La Terre de Feu n’existe pas. Ce n’est qu’une histoire pour amuser les enfants, un record pour intriguer les géographes, un cap pour effrayer les navigateurs, une position pour rassurer les stratèges, un but pour stimuler les coureurs de continents, une pomme de discorde pour provoquer les politiciens, une carte postale pour justifier les touristes.
Non, la Terre de Feu n’existe pas. Il n’y a de feu ni sur les côtes, ni dans les cœurs. Et le peu de terre affleurant au-dessus des vagues se confond dans les brumes. Ce qui n’empêche pas qu’on l’ait attribuée, clôturée et que, désormais, chacun la revendique avec autant de mauvaise foi que trois mètres carrés sur une plage de vacances.

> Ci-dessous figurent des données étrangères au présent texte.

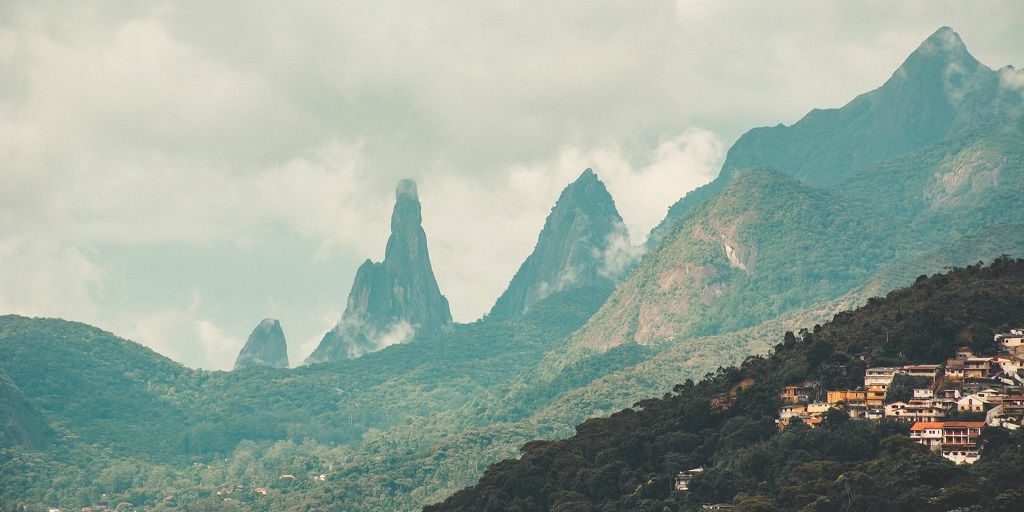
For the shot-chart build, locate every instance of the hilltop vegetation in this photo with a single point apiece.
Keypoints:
(120, 408)
(725, 423)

Certainement, la Terre de Feu n’existe pas.
Qui dit terre dit traditions. Et les traditions se puisent dans le passé. Mais la Terre de Feu n’a pas de passé, et sans doute peu d’avenir. Qui dit feu dit chaleur, enthousiasme, fraternité et passion. En Terre de Feu, la chaleur est absente du climat comme des conversations, l’enthousiasme est une denrée qu’on laisse aux méridionaux, la fraternité se conjugue à la première personne du singulier et la passion ne saurait résister aux brouillards, aux tempêtes, aux hivers, à la solitude, à l’argent et au tourisme.
Bref, la Terre de Feu est une fausse terre où ne brûle aucune flamme.